Sunday, November 14, 2010

The Space Station


Suddenly I am aware of my ability to be broken; what it is to have your bones break and muscles tear. The wind howls and accentuates the height from which I look down. I hear Dad's words echo in my head: "Never climb up what you cannot climb down." I should have listened to him. I am not that far up, only twenty-five feet or so. But numbers don't matter when your gut is in a knot the size of your miniscule mortality.

I have been climbing for twelve years and have never bothered with free-soloing (climbing without a rope). There was never a desire to be above the earth without the security of 10mm rope between you and the forces of Gravity. Yet, at the moment, Gravity is chuckling and tugging at my faith in climbing shoes, taunting me as pebbles trickle past me into the air.

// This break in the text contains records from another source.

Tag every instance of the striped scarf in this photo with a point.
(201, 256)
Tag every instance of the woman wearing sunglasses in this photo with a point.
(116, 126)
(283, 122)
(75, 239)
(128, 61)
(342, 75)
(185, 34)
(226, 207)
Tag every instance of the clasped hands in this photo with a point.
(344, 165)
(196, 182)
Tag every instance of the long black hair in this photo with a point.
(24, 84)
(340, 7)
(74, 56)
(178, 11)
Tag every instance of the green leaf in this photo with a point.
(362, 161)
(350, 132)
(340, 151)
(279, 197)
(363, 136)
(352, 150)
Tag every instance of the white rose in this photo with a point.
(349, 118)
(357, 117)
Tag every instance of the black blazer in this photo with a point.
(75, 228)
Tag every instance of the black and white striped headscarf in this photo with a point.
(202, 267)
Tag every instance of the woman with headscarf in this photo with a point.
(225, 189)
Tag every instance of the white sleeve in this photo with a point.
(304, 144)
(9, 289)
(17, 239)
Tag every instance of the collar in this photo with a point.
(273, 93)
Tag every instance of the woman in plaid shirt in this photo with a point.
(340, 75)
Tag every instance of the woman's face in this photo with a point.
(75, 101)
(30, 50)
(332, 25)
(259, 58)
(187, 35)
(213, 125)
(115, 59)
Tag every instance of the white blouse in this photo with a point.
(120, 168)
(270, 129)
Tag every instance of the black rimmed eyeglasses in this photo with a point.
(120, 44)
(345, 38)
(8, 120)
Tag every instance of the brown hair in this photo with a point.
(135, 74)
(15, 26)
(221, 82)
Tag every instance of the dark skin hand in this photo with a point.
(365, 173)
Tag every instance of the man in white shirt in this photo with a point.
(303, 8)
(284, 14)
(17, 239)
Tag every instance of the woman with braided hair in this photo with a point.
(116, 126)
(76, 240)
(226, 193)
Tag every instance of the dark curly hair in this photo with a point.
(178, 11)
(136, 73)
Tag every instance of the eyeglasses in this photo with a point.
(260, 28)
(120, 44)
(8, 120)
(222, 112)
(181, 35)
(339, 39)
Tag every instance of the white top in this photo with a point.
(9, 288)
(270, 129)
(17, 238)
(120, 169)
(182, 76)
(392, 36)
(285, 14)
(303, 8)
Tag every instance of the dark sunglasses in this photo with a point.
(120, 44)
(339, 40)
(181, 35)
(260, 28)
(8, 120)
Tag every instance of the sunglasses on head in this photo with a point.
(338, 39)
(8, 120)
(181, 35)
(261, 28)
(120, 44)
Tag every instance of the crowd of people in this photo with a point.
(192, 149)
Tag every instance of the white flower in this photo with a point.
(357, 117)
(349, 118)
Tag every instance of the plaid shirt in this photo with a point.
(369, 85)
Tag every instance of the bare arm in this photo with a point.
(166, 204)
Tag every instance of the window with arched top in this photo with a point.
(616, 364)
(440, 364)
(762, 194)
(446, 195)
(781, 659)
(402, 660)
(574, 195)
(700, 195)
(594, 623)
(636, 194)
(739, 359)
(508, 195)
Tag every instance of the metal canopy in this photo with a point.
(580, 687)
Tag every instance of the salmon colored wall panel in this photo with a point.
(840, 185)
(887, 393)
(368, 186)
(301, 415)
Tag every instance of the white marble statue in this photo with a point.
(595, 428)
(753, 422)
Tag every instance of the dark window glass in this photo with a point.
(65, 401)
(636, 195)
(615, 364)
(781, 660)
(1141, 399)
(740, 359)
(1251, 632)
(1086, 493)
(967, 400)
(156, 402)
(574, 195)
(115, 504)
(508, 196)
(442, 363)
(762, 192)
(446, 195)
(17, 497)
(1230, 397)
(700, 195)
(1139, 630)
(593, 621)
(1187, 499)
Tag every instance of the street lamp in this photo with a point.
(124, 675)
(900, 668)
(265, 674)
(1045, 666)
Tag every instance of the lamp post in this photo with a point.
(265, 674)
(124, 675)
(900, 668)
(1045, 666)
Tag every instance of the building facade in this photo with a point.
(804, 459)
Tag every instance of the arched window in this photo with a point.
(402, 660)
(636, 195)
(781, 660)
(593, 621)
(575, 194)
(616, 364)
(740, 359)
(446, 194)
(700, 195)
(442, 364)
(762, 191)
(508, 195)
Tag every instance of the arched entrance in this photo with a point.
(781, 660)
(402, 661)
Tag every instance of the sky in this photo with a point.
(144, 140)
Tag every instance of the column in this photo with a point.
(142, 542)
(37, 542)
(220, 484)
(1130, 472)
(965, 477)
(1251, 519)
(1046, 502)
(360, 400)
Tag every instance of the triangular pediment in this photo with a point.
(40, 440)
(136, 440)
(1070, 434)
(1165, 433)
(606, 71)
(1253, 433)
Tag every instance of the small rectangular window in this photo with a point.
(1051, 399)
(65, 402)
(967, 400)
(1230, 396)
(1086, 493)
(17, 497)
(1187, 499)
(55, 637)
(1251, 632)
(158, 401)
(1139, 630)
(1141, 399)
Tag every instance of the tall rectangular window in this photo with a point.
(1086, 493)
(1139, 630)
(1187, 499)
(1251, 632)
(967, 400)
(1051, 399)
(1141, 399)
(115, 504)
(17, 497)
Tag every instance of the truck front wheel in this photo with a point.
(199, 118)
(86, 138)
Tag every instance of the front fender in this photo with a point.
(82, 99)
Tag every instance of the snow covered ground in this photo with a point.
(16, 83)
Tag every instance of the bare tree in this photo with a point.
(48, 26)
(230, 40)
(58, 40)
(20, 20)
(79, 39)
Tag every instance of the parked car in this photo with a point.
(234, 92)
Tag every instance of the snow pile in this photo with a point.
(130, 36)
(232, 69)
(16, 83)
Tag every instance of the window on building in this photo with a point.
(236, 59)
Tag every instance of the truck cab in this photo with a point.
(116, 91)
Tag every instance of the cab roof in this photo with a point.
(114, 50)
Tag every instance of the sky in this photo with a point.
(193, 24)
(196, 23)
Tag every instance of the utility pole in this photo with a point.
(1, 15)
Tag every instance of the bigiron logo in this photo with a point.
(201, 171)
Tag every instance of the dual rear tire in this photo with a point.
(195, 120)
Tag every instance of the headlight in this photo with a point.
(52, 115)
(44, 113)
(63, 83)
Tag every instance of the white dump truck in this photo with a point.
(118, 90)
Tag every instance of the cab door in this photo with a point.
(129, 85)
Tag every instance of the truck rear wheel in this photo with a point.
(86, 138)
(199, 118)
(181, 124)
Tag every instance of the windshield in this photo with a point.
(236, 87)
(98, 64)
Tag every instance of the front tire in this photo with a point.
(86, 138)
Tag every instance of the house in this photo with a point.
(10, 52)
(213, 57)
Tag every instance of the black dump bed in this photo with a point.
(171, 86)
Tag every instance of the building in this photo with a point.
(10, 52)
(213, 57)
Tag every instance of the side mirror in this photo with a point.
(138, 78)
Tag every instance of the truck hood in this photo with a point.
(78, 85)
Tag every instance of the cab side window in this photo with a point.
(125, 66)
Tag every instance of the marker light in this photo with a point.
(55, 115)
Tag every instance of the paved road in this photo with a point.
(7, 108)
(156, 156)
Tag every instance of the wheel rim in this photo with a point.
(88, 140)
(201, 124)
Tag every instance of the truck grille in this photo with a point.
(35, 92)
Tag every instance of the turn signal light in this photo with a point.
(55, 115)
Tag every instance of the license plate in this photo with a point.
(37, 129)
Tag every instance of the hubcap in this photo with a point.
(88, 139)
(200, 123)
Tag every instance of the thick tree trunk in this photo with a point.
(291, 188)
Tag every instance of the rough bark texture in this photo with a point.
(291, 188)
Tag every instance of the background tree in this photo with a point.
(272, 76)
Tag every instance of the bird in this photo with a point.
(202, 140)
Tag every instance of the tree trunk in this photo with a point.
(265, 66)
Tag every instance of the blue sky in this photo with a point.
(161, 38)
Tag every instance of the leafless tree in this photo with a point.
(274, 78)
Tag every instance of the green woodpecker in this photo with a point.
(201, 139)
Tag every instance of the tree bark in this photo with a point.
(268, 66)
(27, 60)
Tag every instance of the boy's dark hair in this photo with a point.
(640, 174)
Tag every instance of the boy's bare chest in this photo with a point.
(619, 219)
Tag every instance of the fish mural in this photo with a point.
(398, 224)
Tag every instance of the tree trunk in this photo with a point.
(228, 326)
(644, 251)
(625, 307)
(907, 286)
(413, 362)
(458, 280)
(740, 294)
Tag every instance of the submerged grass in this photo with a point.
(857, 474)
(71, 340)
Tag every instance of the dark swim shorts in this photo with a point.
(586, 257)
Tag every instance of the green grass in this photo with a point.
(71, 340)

Then from behind the wind comes the words of my little sister, whom is perched comfortably next to me. She tells me to only focus on my next move. Breathe.

My life, when looked upon from where I am, seems too big, too real, and entirely incomprehensible. There are too many choices just in front of me that could lead to pain or to a shattering of my existence as I know it. Am I looking too far ahead? Why do I feel that whatever I choose next will be my downfall?

Joshua Tree has always been a place of clarity for me. I come here expecting to feel refreshed and renewed. But as I look down at the granite below and picture my broken body in a bloody mess, I don't feel clear-minded.

I don't know where I shall go in life. By the Laws of Time I am projected forward into my future whether I make a choice or not. So...

I scoot forward, heels pushing my back into the rock behind me. I watch where my little sister (mountain goat that she is) places her feet, her hands. Tears make it difficult to see, but there is no going back now. The wind dies down like a gift of courage. My toes reach a ledge wide enough to stand on and I do: I stand. Relief washes over my face in hot little streams. My sister hugs me, confident and beautiful as always. Joshua Tree is still our home, not our deathbed.

What next? I am not ready to answer that question yet. I can say that I will make it through whatever comes at me; when I do make a choice I will live with the consequences. One day I truly will face my mortality and I will succumb to it: that day was not today.


1 comment:

Karen Oberlander said...

Kat, you're writing your ass off. What a piece. What a mood you have going on there. I could feel the dry wind die down myself. You're an inspiration.